Peskov: “L’uso di missili occidentali contro la Russia non resterà senza conseguenze”. Stoltenberg: “Nato non schiererà uomini in Ucraina”

 

L’uso da parte di Kiev di missili di Paesi Nato nei bombardamenti sulla Russia “non rimarrà senza conseguenze” per l’Occidente. Lo ha affermato il portavoce del Cremlino, Dmitry Peskov, definendo “molto importante” la dichiarazione fatta ieri dal presidente Vladimir Putin sulla risposta asimmetrica di Mosca, che fornirà missili a parti terze per colpire “obiettivi sensibili” dei Paesi Nato. Ma “ovviamente” la Russia non precisa a chi verranno dati questi missili, ha aggiunto Peskov, citato dalle agenzie russe. Poi Stoltenberg, segretario generale della Nato: “Gli alleati possono dimostrare il loro sostegno all’Ucraina in modi diversi.

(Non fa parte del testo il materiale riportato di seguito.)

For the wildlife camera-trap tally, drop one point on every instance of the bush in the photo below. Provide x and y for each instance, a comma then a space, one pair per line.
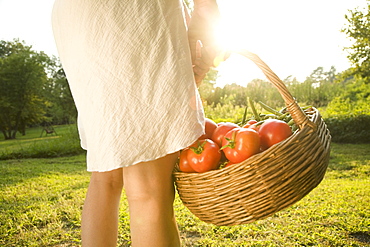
349, 128
66, 143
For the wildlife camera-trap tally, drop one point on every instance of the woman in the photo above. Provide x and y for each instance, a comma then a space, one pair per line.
132, 67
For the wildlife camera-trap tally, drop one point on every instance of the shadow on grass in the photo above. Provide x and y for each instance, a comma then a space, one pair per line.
17, 171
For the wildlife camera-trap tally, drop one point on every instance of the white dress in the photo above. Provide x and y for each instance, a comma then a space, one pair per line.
129, 69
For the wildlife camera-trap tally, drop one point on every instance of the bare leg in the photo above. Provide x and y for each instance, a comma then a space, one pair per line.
150, 193
100, 211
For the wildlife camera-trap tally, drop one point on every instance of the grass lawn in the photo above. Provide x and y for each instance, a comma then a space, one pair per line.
41, 201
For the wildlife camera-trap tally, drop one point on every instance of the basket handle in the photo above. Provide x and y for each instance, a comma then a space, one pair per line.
298, 115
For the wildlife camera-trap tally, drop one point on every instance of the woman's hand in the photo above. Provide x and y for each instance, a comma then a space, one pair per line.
201, 35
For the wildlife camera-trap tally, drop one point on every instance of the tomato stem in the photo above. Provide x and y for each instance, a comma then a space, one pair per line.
199, 148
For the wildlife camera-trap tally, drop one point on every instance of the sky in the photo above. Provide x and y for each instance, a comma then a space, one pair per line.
293, 37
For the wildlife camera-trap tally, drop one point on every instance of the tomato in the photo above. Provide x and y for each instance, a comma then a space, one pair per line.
184, 163
221, 130
204, 155
210, 127
255, 127
273, 131
249, 123
229, 164
240, 143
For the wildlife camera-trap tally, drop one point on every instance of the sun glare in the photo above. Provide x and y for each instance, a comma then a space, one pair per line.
233, 34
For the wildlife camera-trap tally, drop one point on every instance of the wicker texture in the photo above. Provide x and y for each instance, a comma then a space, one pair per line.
267, 182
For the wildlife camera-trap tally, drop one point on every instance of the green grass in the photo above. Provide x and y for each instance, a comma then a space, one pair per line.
41, 201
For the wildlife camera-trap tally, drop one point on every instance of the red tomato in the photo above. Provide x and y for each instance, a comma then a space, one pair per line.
273, 131
240, 143
229, 164
184, 163
221, 130
210, 127
249, 123
204, 155
255, 127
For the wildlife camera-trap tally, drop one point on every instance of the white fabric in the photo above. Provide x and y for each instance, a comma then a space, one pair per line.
129, 69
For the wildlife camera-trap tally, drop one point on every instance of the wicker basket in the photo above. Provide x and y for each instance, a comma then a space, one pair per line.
267, 182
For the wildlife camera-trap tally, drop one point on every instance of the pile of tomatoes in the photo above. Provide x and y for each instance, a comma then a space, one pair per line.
226, 143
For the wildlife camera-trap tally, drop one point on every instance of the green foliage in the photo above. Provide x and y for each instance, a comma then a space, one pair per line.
41, 201
349, 128
358, 29
22, 77
66, 142
33, 89
61, 108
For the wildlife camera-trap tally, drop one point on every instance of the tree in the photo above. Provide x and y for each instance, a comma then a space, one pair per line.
61, 108
358, 29
22, 76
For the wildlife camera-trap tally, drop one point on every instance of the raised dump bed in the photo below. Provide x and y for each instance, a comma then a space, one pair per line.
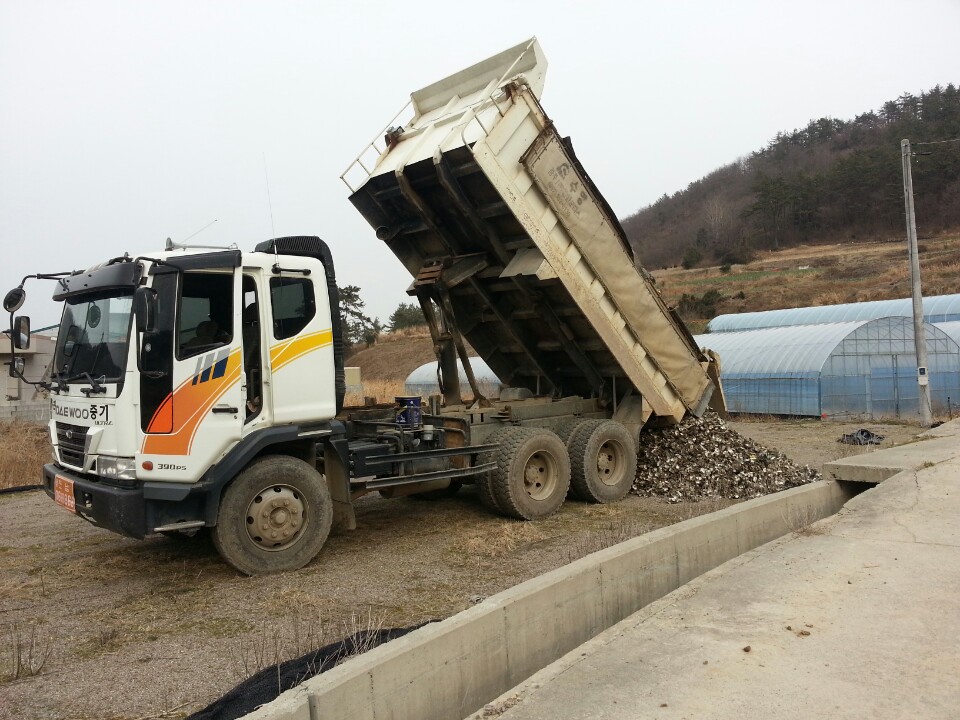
512, 245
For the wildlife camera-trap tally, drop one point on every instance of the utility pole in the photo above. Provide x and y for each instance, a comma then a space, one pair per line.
919, 338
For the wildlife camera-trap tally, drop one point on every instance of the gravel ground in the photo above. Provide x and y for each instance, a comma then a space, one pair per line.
132, 629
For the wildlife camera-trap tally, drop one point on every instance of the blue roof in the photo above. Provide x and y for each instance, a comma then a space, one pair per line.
777, 350
936, 309
804, 349
952, 329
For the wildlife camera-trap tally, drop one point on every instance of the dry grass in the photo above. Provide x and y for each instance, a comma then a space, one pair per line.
23, 651
851, 272
24, 448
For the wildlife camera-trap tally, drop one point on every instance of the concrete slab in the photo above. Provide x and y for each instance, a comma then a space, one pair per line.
940, 445
855, 616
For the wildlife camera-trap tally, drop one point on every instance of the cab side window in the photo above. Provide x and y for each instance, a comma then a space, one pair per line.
293, 305
206, 313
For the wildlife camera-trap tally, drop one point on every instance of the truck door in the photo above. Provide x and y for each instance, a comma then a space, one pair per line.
203, 413
301, 349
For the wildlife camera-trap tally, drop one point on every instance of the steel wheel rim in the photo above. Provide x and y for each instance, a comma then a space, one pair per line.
540, 475
276, 517
610, 462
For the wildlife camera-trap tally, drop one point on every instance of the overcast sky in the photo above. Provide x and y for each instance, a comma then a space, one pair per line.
123, 123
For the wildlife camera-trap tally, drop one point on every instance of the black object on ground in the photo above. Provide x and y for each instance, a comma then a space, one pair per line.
267, 684
861, 437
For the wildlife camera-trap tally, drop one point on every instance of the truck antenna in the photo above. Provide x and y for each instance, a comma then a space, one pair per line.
266, 177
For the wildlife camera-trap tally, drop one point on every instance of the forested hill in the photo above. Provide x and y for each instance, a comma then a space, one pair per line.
831, 181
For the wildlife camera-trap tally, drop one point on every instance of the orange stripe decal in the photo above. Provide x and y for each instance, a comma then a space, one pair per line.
286, 352
191, 402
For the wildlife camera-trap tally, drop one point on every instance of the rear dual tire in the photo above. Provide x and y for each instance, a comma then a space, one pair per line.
603, 461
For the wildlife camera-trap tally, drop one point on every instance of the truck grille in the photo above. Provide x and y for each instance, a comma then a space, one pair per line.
72, 442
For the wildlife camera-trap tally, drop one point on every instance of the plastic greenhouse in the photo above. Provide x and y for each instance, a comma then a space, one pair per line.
864, 369
936, 309
423, 380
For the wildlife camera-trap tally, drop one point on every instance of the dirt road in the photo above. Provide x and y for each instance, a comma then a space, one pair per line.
160, 628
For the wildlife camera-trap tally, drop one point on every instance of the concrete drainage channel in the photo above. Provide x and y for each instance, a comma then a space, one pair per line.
452, 668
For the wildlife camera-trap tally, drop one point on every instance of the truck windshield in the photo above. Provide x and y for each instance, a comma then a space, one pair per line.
93, 338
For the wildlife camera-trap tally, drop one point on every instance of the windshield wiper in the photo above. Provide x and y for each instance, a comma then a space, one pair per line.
95, 386
61, 386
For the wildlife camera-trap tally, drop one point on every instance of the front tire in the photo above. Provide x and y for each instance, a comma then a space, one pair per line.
274, 517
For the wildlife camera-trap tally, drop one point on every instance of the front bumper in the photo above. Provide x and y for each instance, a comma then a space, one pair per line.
124, 510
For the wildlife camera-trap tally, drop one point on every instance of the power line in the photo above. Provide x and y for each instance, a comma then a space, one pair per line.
937, 142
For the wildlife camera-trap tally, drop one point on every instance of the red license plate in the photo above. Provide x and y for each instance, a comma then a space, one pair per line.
63, 492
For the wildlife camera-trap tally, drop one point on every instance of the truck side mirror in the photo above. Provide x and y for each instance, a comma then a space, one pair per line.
21, 332
14, 299
145, 309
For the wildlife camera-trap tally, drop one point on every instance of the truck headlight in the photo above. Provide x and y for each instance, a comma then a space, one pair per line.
117, 468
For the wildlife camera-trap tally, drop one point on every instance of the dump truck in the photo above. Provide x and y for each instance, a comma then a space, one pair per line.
200, 387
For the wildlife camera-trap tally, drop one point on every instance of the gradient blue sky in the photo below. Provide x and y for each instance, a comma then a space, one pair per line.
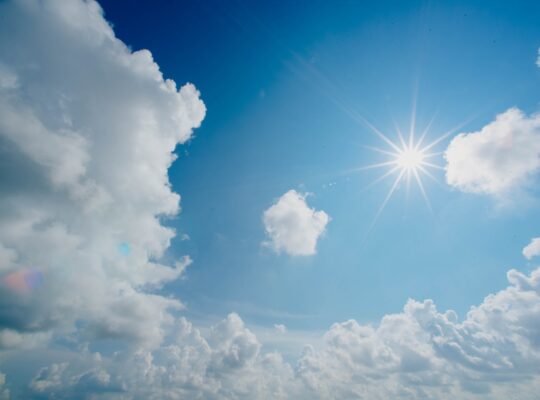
280, 276
277, 79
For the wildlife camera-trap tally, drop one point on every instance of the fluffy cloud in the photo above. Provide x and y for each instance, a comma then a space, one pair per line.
501, 157
87, 134
532, 249
292, 226
493, 353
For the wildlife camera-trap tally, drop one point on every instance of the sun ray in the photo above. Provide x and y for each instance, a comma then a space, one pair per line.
426, 163
384, 176
387, 198
421, 186
410, 159
382, 151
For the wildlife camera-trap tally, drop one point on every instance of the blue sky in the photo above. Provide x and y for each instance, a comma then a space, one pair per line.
191, 204
270, 76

La Nato non ha intenzione di schierare forze in Ucraina, ci stiamo concentrando su come possiamo stabilire un quadro di sostegno più forte con un sistema istituzionalizzato di aiuti”. Queste le parole di Stoltenberg parlando in conferenza stampa a Helsinki assieme al presidente Finlandese, Alexander Stubb, e rispondendo ad una domanda sulla possibilità espressa dal Presidente francese Macron di inviare istruttori a Kiev. “La Finlandia non ha intenzione di schierare truppe in Ucraina”, ha aggiunto dal canto suo Stubb. “Non vediamo alcun pericolo di un attacco imminente contro qualsiasi alleato Nato. Questa idea che ci sia una sorta di conto alla rovescia verso la prossima guerra è sbagliata. La Nato è qui per evitare che ciò accada, lo facciamo da 75 anni.  La Russia ora è già preoccupata dalla guerra in Ucraina. In realtà hanno spostato molte forze dalle vicinanze della Finlandia e dei Paesi settentrionali verso all’Ucraina”.